A sudden thought hit me.
“Your money?” I echoed. “Strictly speaking, aren’t we talking about the college’s money?”
“Mine now,” he said. “And it’s all Jean Wright’s fault.”
“It was her idea to embezzle from the college?”
“No!” His voice was scornful. “She has enough family money to have no financial worries, and she’s not interested in anything except her stupid little department. But if she hadn’t been blackmailing me to help her with all her dirty tricks, I wouldn’t have needed the money. I could have just stayed here and built up my resumé until I finally got a well-paid administrative job at an important college. But then she came along. And I knew sooner or later she’d spill the beans.”
“That you’d cheated your way into your position, taking scholarships and awards that were intended for deserving Latino students.”
“I was deserving, too,” he said. “I was tired of seeing people whose grades weren’t any better than mine getting all the breaks just because they belonged to some minority, while I had to work and take out thousands of dollars of loans to get what was being handed to them.”
I was tempted to echo Ramon and point out that he didn’t know what those other students had gone through to get those grades and what kind of prejudice they’d experienced.

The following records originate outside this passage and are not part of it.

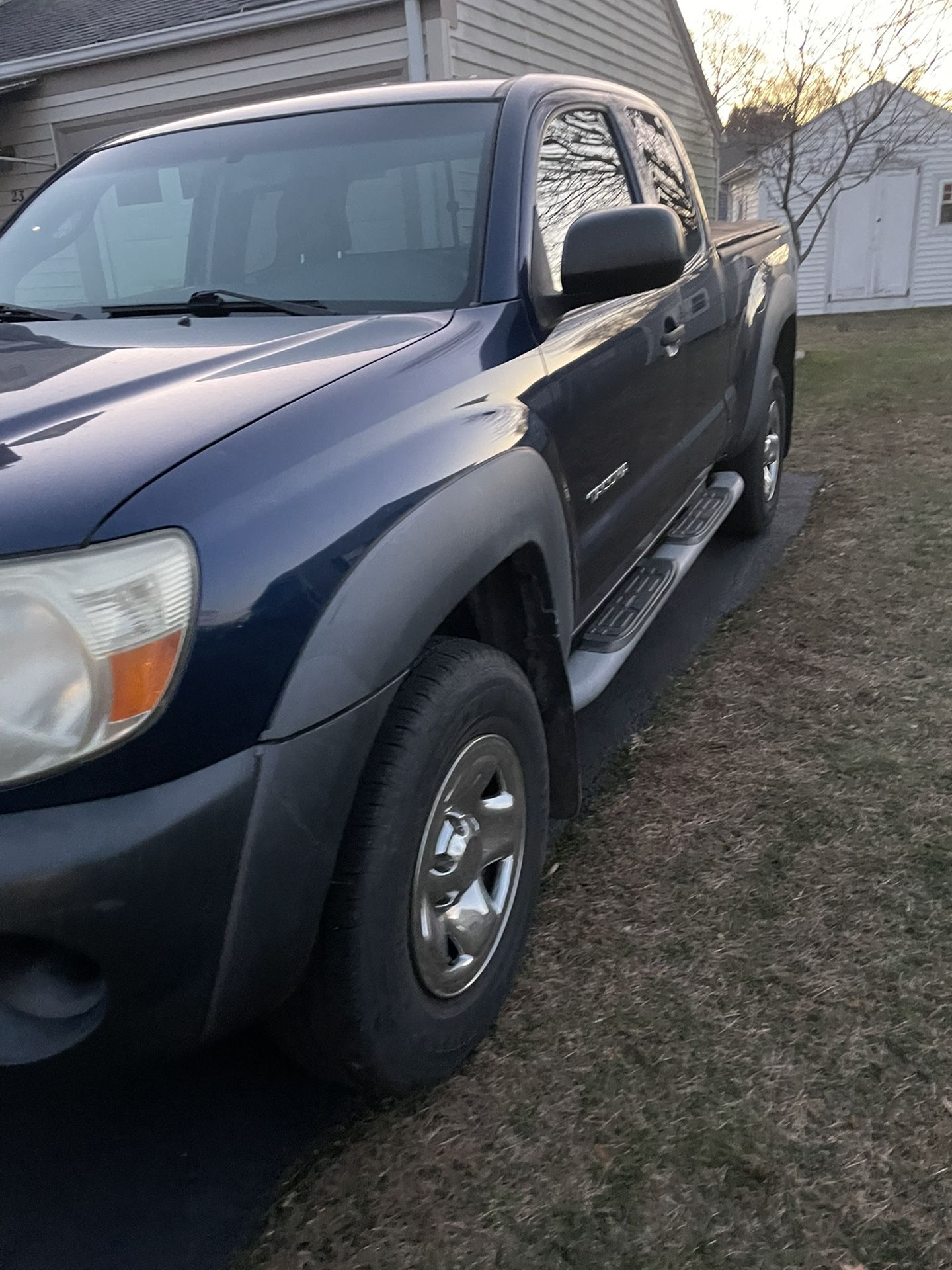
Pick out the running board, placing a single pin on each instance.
(626, 615)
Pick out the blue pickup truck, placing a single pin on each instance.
(348, 446)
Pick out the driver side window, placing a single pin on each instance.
(580, 171)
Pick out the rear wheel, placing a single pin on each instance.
(762, 468)
(437, 879)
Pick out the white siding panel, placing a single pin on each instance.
(744, 198)
(931, 280)
(630, 41)
(932, 252)
(813, 275)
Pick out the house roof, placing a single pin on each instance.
(28, 30)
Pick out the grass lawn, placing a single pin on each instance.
(731, 1044)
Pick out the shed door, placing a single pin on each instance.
(873, 241)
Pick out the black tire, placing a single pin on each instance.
(753, 512)
(362, 1014)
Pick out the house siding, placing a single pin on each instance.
(75, 108)
(634, 42)
(931, 273)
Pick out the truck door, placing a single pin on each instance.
(612, 397)
(702, 352)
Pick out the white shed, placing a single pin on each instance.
(888, 240)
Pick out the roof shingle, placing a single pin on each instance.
(33, 27)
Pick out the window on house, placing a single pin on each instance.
(666, 175)
(579, 171)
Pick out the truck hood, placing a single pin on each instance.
(93, 411)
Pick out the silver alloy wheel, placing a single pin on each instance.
(469, 865)
(772, 451)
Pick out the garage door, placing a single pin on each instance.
(873, 239)
(73, 139)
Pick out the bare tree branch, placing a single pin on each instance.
(841, 103)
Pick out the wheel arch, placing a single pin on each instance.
(776, 346)
(487, 556)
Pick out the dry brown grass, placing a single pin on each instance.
(733, 1040)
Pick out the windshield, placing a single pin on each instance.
(376, 208)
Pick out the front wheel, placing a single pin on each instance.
(437, 879)
(762, 468)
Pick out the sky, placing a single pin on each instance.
(753, 17)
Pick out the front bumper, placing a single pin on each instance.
(159, 919)
(112, 912)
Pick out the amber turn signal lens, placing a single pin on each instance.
(141, 676)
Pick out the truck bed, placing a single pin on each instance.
(727, 234)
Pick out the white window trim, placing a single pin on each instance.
(943, 202)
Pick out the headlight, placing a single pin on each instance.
(89, 643)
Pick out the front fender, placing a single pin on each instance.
(413, 578)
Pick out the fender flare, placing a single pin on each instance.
(781, 306)
(411, 581)
(348, 675)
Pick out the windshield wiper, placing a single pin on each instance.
(23, 313)
(214, 304)
(282, 306)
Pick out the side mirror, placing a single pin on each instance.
(621, 252)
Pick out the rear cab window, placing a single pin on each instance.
(664, 175)
(580, 169)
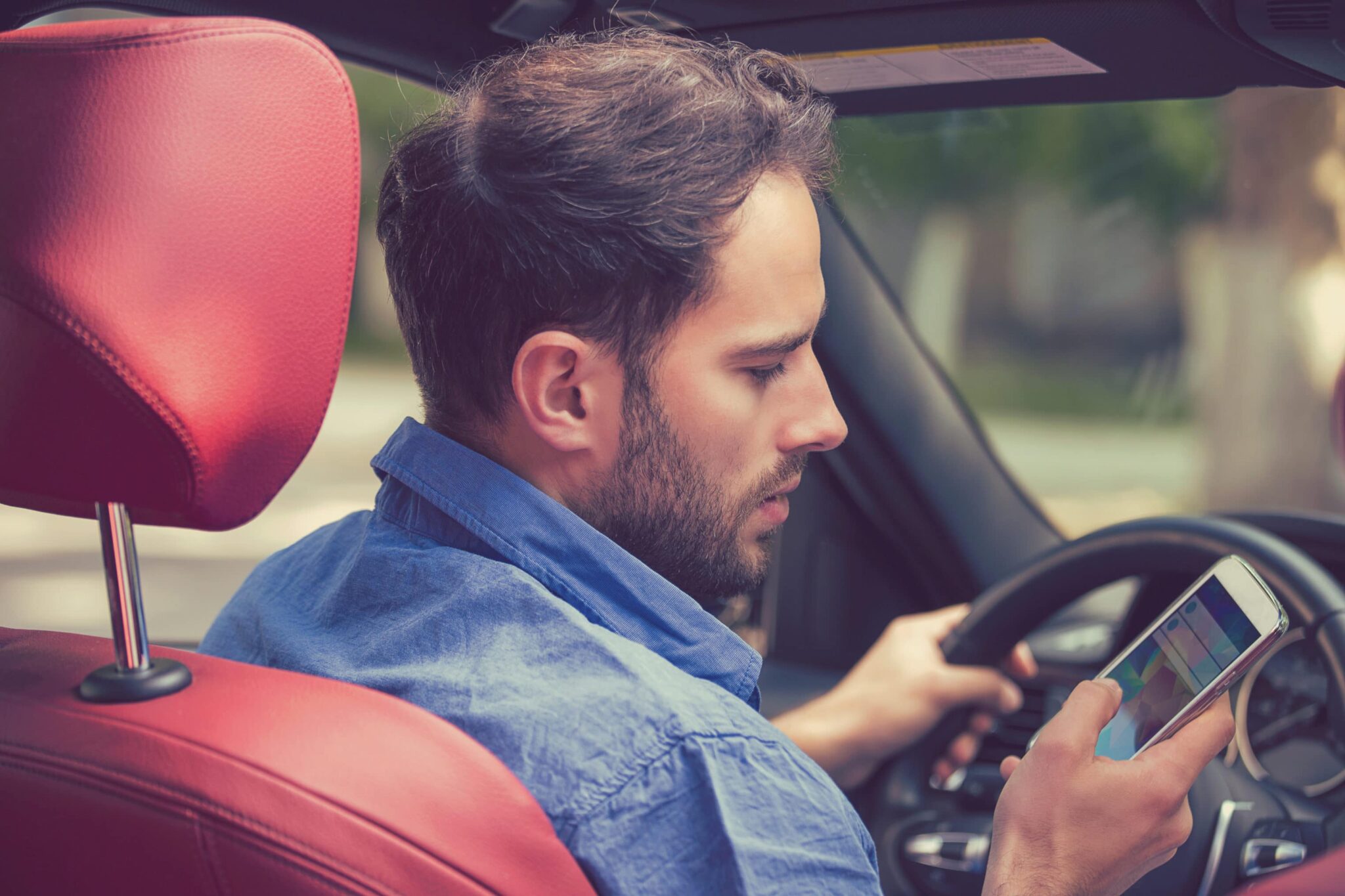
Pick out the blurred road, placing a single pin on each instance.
(1087, 475)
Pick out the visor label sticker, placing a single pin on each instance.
(943, 64)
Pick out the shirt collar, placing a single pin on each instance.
(572, 559)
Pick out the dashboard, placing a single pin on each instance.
(1283, 711)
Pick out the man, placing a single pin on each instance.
(606, 263)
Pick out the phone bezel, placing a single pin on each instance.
(1261, 606)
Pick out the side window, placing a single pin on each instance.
(1143, 303)
(50, 566)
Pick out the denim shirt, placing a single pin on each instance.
(626, 710)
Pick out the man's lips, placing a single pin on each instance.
(776, 507)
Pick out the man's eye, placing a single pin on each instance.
(766, 373)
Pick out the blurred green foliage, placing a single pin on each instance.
(1164, 156)
(389, 105)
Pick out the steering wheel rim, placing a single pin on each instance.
(1013, 608)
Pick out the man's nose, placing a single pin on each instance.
(820, 426)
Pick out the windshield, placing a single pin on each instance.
(1142, 303)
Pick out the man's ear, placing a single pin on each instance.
(564, 386)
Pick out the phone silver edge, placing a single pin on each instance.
(1270, 620)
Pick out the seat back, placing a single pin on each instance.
(250, 781)
(181, 213)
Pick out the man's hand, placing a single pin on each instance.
(896, 694)
(1070, 822)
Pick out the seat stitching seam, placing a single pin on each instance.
(95, 775)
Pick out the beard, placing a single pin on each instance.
(661, 504)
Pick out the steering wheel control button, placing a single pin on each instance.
(1264, 856)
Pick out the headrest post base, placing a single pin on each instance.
(133, 676)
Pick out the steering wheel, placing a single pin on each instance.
(930, 843)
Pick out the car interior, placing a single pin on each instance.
(167, 356)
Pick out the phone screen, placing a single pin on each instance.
(1166, 671)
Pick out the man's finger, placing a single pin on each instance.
(1082, 719)
(962, 750)
(943, 621)
(1199, 740)
(1021, 662)
(979, 685)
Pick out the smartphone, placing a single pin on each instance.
(1193, 652)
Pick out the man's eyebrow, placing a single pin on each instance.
(782, 345)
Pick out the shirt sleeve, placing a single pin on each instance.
(725, 815)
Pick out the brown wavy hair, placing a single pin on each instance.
(581, 183)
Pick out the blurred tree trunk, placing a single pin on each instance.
(935, 288)
(1264, 301)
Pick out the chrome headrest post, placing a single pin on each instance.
(133, 676)
(121, 568)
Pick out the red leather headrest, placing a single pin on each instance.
(181, 205)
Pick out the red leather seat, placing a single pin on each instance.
(181, 210)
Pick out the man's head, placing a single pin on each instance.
(604, 257)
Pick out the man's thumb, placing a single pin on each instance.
(1084, 715)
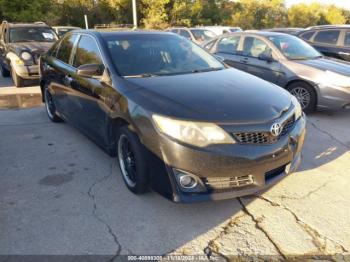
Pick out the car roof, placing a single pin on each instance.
(27, 25)
(57, 26)
(260, 33)
(328, 27)
(121, 32)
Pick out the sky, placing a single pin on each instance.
(340, 3)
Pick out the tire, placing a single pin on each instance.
(132, 159)
(4, 71)
(17, 80)
(50, 106)
(305, 94)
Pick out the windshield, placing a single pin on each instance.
(202, 35)
(294, 48)
(157, 55)
(32, 34)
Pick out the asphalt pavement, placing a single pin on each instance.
(61, 194)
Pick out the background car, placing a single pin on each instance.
(61, 30)
(178, 119)
(330, 40)
(196, 35)
(20, 48)
(286, 30)
(221, 30)
(289, 62)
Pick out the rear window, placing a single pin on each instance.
(307, 35)
(228, 44)
(327, 37)
(347, 39)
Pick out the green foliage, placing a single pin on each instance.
(159, 14)
(25, 10)
(154, 15)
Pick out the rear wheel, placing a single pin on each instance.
(132, 161)
(17, 80)
(50, 106)
(305, 94)
(4, 71)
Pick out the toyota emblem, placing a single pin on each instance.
(276, 129)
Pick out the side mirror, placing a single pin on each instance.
(220, 58)
(90, 70)
(266, 57)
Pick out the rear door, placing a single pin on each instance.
(227, 49)
(88, 93)
(253, 47)
(344, 49)
(60, 71)
(326, 42)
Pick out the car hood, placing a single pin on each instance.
(334, 65)
(33, 47)
(227, 95)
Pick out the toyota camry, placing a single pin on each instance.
(179, 121)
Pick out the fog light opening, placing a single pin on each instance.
(187, 181)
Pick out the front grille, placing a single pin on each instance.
(263, 137)
(275, 172)
(227, 183)
(36, 57)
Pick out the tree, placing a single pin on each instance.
(334, 15)
(303, 15)
(259, 14)
(155, 15)
(25, 10)
(180, 13)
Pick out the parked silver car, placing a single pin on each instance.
(196, 35)
(286, 60)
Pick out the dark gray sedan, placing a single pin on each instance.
(316, 81)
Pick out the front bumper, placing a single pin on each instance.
(333, 97)
(267, 164)
(27, 71)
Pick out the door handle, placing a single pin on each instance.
(68, 80)
(244, 60)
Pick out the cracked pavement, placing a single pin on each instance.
(61, 194)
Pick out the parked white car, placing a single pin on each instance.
(221, 30)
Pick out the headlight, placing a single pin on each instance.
(337, 79)
(26, 56)
(193, 133)
(297, 107)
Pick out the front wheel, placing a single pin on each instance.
(305, 94)
(132, 161)
(4, 71)
(50, 106)
(17, 80)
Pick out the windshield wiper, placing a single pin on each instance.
(141, 76)
(207, 69)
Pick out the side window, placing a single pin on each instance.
(229, 44)
(185, 34)
(87, 52)
(65, 48)
(347, 39)
(307, 35)
(327, 37)
(253, 47)
(209, 45)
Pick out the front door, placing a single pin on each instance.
(253, 47)
(88, 93)
(227, 49)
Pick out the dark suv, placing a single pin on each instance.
(20, 48)
(332, 41)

But I got a feeling that starting a debate over affirmative action wasn’t in my best interest at the moment. Not with my opponent holding a gun at my back.
Suddenly I realized that my legs and feet were wet. Had I peed myself out of fright? Not my normal reaction to danger. I usually coped well as long as a crisis lasted, and then got the shakes afterward. But who knew what the hormones were doing to my normal reactions.
Wait—the hormones . . .
“Oh my God!” Blanco exclaimed. “You just peed on my foot!”
“No, I didn’t,” I snapped. “My water just broke!”
“Your what?” He stepped away from me, and I’d have breathed a sigh of relief, but when I turned around, the gun was still pointed at me.
“My water,” I said. “Amniotic fluid. What the babies are floating in.”
“Yuck!” His tone was a curious mixture of disgust and puzzlement, as if he were trying to figure out if this was less gross than being peed on, or more. For that matter, I wasn’t sure myself whether my water had broken or whether the stress had made my bladder give way.
“Wait!” he said. “Does this mean—?”
“That I’m going into labor?” I said. “Probably. I have no idea how soon, though. Could be anytime, though since—aaaaahhhhh!”
I faked a contraction, clutching the twins and doubling over as if in pain. I wasn’t sure how long a first contraction was supposed to last. Probably best if I make it relatively short, though long enough to rattle him. I relaxed my tensed body and glanced back at Blanco.